Activity and stability of mesoporous molecular sieves modified with vanadium in the oxyfunctionalization of alpha-pinene

Abstract

Selective oxyfunctionalization of terpenes is an interesting route to utilize these inexpensive natural products for numerous industrial applications. Thus, the oxygenated derivates obtained from the α-pinene oxidation in liquid phase (campholenic aldehyde, verbenol, verbenone) are important as flavor chemicals and precursors of fine chemicals, including sandalwood fragrance, taxol and vitamins A and E [1]. Traditionally, the high aggregated value chemicals are frequently produced by classic organic chemistry, focusing only on the desired product instead of considering the synthesis route, which leads to generate significant amounts of contaminated effluents that cause a great environmental impact. Thus green chemistry appears as a practical approach to achieve clean technologies and sustainable developments, providing the catalysis as a fundamental tool to minimize the process steps and allow the use of mild reaction conditions. In addition, a catalytic process to be economically and environmentally viable, it is essential that the catalyst can be recovered and regenerated.
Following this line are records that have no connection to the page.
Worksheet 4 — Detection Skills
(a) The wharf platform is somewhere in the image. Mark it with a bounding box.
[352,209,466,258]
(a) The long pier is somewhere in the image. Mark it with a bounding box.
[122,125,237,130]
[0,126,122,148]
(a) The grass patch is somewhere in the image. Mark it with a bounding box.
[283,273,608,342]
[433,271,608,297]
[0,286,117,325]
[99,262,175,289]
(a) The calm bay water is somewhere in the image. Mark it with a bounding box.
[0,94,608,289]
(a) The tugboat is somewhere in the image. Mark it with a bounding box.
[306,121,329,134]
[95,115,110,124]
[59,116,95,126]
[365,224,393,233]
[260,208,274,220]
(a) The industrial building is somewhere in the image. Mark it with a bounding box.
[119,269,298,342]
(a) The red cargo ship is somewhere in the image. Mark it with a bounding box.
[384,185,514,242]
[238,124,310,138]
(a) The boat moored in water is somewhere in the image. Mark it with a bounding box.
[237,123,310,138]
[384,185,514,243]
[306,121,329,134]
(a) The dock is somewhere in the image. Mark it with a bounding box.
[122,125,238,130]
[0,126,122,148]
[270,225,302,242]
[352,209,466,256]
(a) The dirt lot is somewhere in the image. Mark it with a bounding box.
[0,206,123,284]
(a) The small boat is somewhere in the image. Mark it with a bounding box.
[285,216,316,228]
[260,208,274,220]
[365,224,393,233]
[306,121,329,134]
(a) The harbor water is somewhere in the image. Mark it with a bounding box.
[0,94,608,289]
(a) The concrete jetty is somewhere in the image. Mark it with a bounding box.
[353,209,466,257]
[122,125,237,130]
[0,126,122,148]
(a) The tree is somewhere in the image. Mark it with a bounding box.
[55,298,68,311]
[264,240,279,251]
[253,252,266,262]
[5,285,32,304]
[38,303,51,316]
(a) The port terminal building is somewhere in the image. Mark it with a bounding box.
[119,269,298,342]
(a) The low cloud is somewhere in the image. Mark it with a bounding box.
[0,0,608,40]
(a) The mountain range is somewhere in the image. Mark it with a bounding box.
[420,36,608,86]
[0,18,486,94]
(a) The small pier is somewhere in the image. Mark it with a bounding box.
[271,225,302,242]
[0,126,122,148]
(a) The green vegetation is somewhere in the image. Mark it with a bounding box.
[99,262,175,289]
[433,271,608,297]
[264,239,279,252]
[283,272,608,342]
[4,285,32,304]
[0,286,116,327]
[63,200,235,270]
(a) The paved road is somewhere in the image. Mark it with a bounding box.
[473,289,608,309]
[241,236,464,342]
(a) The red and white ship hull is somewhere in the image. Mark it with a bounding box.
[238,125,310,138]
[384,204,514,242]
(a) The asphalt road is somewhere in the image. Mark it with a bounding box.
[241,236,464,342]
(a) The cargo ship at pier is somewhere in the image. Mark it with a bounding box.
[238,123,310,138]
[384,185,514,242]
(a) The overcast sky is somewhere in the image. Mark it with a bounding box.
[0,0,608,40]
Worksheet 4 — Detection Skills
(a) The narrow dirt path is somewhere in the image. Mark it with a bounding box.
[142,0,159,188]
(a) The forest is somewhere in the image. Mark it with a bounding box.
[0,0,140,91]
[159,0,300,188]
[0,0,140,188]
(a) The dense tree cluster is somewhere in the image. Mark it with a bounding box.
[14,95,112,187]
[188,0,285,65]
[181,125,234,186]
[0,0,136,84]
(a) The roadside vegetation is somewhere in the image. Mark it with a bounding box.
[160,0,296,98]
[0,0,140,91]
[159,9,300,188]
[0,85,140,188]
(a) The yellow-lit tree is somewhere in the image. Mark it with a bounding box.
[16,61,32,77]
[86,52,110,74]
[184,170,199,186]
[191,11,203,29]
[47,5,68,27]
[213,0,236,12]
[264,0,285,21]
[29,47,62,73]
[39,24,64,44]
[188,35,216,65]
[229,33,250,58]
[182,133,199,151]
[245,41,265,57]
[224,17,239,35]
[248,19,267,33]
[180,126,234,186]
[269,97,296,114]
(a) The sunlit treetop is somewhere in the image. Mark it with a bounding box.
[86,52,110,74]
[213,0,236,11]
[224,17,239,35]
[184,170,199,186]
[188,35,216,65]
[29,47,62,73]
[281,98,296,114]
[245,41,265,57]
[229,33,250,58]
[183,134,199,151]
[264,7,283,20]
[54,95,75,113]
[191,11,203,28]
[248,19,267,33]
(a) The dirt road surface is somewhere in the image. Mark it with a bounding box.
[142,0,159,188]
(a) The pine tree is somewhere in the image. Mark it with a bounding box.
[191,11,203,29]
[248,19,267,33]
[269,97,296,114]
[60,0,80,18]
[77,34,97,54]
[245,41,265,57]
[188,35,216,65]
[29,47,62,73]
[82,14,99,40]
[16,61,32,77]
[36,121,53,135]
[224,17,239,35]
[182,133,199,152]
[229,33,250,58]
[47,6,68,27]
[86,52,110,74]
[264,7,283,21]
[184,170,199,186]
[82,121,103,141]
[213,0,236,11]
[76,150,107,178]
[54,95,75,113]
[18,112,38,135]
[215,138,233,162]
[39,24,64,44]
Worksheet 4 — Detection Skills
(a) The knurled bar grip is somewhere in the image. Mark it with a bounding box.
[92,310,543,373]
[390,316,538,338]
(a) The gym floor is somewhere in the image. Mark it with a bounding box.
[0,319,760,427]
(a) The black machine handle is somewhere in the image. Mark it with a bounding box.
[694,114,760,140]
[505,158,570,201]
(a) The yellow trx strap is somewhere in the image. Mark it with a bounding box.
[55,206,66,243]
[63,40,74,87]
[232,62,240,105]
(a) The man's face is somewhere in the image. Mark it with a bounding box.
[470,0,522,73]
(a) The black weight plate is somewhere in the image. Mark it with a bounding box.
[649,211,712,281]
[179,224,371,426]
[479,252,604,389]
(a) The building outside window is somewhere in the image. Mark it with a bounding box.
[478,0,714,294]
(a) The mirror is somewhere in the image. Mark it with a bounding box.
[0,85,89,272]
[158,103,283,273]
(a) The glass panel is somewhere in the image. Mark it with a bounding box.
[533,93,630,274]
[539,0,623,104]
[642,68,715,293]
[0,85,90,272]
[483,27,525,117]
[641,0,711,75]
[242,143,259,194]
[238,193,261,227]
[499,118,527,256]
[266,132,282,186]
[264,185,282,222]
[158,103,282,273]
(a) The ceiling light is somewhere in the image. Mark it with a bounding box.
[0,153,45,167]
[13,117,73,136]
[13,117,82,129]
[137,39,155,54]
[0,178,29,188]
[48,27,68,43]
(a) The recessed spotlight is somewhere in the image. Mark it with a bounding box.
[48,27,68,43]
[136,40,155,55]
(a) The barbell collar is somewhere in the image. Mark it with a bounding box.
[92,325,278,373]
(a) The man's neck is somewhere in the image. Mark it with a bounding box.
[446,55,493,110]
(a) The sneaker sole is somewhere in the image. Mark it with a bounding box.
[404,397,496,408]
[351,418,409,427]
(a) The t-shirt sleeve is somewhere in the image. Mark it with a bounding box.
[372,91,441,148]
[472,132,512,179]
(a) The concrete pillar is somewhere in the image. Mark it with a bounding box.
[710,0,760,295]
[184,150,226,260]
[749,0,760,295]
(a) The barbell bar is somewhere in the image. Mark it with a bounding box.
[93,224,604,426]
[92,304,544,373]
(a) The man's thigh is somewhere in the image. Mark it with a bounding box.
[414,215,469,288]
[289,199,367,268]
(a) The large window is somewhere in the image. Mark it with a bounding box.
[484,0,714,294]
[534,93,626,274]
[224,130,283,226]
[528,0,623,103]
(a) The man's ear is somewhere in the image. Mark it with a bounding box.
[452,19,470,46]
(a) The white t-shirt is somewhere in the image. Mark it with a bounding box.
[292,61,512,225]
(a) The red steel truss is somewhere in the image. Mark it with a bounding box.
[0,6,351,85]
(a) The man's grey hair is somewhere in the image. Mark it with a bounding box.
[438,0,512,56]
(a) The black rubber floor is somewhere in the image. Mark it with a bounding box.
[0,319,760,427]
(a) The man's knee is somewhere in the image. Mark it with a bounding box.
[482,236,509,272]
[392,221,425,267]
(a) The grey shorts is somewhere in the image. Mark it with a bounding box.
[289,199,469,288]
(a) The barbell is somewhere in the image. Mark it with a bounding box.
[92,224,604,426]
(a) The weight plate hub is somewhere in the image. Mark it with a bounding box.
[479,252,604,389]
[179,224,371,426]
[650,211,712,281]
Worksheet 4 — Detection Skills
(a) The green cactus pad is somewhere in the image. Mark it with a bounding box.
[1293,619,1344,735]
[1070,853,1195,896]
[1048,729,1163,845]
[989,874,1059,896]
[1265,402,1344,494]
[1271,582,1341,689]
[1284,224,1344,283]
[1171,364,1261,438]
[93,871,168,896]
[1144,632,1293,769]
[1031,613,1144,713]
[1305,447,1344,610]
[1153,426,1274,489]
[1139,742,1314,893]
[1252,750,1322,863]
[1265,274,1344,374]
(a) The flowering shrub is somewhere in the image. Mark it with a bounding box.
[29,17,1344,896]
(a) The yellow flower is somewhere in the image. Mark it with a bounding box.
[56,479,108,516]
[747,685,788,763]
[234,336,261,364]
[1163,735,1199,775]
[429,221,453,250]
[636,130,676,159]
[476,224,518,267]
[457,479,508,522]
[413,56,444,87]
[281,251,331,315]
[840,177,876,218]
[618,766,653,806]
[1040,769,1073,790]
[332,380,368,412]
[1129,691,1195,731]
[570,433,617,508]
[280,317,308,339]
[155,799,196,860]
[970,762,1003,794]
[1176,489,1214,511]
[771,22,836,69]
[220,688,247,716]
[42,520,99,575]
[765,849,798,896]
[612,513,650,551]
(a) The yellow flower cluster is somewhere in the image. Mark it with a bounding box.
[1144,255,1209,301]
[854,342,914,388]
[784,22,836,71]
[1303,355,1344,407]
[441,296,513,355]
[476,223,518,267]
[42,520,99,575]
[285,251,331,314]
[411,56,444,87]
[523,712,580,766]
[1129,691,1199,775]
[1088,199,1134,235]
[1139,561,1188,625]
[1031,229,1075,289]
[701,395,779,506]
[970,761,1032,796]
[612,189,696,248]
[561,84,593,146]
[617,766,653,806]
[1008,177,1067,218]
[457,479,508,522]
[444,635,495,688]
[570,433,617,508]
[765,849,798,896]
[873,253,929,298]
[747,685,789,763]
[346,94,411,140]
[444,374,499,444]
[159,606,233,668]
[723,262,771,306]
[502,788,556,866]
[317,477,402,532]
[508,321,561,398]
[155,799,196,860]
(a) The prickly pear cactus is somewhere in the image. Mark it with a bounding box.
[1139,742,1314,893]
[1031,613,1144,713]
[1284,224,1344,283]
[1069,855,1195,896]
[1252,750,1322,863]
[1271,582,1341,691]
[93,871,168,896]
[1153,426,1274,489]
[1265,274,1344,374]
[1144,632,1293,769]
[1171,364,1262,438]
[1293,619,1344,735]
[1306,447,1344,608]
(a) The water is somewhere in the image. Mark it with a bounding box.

However a particular problem associated with the use of solid catalysts in the liquid phase, as opposed to the gas phase, is the leaching of the metal ion into solution. Mesoporous molecular materials with V contents varying from 0.035 wt% to 1.21 %wt were prepared by hydrothermal synthesis [2] to be used as potential catalysts in the reaction of α-pinene oxidation with H2O2. The major products observed were: verbenone, verbenol and campholenic aldehyde which are used in the pharmaceutical, perfume and cosmetics industry. The material with lower V content (0.035% w/w) was selected for a further study due to its high activity, TON and selectivity to allylic oxidation products. In this way, the effect of the nature of protic solvent: ethanol (EtOH), isoamyl alcohol (iAOH), and nonprotic solvent: acetonitrile (AcN), methyl ethyl ketone (MEK), on the α-pinene activity and products distribution were studied. The best results were obtained with AcN. Finally, the stability of the catalyst to the leaching of the active species and the possibility of recycling were checked. The experiments confirm that the V active species are not leached during the reaction. Thus the heterogeneous catalyst can be recovered and reused many times without loss in catalytic activity and selectivity.